Like Costanza, George W. Bush seems to be “doing the opposite”, and like Costanza, such a strategy works for a while, but then inevitably ends in disaster. Unlike Costanza, however, Bush's disaster is not just personal, but rather is lived upon our entire nation and most of the world. Fullilove writes:
...in its geopolitical incarnation, adherents to the Costanza doctrine cast aside many of the fundamental tenets they learnt at staff college or graduate school. Let me name a few.
First, military and diplomatic resources are finite and should be directed towards your greatest priority. An example of the opposite approach would be for a country that has been attacked by a non-state terrorist group to retaliate by removing a state regime that had nothing to do with the attack.
Second, take care not to weaken your intimidatory powers through poor military performance. Aim for short, sharp victories (such as that in the 1991 Gulf war) that get your adversaries worrying about the extent of US power. The opposite would be to launch a war of choice involving the drawn-out occupation of an Arab country – the kind of thing that gets your allies worrying about the limits of US power.
Third, you get by with help from friends. Although the powerful are sometimes tempted to go it alone, international support helps determine the perceived legitimacy of an action, which affects its risk and costs. Building this support requires discussion and compromise. The opposite would be to spurn real negotiations, slough off your allies, bin multilateral agreements you do not like and declare that you are not bound by the rules that govern everyone else.
Fourth, state-building is hard. Few of the international efforts at state-building since the cold war’s end have succeeded. Luckily there are numberless reports identifying lessons learnt. The alternative would be to do the opposite of what those reports recommend, for example by deploying insufficient troops and dismantling any extant national institutions such as the army.
Fifth, democracy is a blessing that requires patient nurturing. The opposite approach would be to seek to impose democracy by force of arms on a population traumatised by decades of vicious and totalitarian rule.
Sixth, politics, like nature, abhors a vacuum. If two dangerous states are struggling for dominance of a strategic region, maintaining a balance between them may be the least worst option. The opposite would be to emasculate one of them, thereby greatly increasing the relative power of the other.

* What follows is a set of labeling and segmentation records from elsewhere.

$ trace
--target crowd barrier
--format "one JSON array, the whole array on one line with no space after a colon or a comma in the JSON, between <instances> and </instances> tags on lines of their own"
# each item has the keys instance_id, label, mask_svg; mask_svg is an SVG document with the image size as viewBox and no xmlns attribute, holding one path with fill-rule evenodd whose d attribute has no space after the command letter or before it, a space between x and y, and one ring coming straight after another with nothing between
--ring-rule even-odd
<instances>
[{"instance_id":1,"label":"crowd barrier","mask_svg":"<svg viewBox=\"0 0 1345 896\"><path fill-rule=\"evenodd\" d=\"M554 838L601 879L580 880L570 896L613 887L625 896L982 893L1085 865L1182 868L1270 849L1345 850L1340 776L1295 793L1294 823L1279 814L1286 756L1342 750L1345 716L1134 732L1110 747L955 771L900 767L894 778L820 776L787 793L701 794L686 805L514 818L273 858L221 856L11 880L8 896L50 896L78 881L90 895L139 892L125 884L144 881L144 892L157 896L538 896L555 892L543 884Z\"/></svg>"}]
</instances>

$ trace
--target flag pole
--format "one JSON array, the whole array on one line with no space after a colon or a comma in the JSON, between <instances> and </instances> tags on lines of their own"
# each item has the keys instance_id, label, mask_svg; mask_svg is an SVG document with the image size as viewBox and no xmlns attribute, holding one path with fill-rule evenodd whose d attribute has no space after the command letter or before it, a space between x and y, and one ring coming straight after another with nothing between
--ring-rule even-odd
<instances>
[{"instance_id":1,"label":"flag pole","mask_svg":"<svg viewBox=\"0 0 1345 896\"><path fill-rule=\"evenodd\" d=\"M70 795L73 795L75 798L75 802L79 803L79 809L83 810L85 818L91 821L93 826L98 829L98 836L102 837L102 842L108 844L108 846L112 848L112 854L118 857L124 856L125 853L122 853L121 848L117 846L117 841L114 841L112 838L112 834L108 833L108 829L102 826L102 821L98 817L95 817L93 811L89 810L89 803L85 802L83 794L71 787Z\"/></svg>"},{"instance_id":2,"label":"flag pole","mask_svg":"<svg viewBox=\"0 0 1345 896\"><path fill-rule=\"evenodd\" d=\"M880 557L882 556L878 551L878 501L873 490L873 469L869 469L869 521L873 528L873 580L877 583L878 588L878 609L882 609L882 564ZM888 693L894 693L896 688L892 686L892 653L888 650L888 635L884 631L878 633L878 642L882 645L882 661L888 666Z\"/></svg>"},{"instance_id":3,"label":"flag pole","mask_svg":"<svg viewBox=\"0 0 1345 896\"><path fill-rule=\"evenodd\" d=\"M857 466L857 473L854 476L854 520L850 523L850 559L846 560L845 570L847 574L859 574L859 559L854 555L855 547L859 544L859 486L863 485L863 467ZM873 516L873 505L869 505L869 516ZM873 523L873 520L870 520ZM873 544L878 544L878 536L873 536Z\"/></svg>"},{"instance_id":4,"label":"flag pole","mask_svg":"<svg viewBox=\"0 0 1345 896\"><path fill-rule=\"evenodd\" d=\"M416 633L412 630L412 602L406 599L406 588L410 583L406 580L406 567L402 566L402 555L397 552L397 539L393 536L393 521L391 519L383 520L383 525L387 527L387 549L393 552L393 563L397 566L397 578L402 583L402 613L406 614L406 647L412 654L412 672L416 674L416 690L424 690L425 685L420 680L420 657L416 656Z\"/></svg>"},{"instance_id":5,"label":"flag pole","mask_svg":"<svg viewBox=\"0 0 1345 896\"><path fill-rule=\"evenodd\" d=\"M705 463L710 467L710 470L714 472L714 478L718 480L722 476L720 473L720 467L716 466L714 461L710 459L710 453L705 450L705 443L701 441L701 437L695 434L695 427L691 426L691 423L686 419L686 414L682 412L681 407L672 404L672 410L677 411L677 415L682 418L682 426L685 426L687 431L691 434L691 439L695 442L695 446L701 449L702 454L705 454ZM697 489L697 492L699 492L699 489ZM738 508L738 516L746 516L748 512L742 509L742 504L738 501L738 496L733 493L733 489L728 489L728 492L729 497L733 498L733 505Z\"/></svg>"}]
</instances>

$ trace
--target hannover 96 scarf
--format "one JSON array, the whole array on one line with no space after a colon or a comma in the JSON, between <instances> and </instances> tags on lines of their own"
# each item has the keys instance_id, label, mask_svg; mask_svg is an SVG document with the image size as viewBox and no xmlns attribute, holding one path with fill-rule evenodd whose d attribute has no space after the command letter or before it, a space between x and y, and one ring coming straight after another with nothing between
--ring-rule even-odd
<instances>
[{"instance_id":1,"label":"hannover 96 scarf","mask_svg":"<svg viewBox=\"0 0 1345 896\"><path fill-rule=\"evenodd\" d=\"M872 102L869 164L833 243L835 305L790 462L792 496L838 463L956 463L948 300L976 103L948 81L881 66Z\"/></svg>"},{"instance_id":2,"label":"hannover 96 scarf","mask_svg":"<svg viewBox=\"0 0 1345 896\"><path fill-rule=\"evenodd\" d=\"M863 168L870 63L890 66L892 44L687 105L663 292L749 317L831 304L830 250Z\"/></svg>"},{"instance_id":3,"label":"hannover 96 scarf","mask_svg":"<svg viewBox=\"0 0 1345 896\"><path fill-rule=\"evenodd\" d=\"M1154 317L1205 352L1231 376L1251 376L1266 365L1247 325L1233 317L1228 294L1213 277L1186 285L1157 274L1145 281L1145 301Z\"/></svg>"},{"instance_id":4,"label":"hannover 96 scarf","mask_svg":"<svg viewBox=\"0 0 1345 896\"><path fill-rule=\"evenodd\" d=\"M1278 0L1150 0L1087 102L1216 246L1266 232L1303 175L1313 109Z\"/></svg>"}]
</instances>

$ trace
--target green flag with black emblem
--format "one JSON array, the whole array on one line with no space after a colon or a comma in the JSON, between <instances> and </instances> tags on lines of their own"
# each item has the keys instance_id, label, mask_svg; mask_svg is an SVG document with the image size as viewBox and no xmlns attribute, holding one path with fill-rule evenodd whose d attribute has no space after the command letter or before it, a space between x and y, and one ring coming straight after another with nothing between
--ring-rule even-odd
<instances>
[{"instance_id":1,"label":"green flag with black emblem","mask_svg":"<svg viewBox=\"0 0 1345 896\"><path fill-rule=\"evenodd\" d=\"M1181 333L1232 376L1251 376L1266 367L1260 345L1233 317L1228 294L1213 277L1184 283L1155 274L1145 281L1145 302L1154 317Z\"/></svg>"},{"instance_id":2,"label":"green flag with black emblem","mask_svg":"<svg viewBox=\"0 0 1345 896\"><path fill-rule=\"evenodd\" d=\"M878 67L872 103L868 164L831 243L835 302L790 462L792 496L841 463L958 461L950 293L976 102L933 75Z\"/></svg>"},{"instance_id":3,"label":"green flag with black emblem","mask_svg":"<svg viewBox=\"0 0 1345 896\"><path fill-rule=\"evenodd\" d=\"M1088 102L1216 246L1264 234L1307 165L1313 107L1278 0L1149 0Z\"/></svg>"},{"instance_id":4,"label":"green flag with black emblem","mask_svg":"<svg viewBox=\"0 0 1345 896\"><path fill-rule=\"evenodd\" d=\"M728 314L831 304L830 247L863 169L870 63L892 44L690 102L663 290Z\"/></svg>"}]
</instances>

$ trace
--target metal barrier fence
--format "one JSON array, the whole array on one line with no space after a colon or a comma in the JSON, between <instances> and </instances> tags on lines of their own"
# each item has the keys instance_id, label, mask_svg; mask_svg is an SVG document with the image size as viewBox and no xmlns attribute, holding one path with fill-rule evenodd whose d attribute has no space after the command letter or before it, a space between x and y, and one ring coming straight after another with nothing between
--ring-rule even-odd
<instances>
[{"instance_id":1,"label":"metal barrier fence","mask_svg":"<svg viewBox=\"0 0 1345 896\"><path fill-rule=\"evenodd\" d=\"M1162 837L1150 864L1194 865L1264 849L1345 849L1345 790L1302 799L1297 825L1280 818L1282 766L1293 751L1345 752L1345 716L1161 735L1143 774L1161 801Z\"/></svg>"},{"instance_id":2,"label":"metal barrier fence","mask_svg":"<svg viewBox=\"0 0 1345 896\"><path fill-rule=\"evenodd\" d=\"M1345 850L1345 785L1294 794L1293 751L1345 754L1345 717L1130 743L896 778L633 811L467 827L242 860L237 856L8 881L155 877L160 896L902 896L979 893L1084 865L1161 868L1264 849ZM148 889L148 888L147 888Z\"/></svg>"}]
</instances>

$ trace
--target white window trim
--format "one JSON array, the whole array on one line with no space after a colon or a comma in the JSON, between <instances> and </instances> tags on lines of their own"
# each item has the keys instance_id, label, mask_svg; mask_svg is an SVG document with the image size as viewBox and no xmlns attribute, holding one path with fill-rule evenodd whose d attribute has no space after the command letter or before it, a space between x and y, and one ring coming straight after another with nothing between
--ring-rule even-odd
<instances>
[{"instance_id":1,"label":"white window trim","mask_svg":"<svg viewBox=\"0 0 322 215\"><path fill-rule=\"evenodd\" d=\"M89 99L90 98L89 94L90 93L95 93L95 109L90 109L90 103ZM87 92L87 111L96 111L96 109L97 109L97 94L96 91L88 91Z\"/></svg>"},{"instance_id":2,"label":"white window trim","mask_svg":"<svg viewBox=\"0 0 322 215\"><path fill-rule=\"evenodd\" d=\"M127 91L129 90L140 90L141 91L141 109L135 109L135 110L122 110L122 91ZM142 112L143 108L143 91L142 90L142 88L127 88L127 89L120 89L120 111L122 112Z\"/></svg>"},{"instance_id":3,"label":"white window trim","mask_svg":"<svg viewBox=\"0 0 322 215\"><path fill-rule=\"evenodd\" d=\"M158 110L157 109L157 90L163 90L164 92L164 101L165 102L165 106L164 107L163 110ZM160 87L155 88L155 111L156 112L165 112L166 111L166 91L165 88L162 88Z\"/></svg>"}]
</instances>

Finally, historians often cite the need for prudence in international relations, quoting the physician’s dictum: “First, do no harm.” The opposite would be: “Don’t think too much, just chance your arm and see what happens!”
I part with Fullilove's opinion, however, when he states that the Costanza Doctrine is based on “hope.” I would argue that nothing could be further from the truth. Rather, the “Opposite” Theory is based on laziness, ineptitude and lack of introspection; and his decisions are made out of desperation. Like Costanza, Bush has lived a life of failure and lacks the proper self-realization to correct his deficiencies.
“...and you want to be my latex salesman.”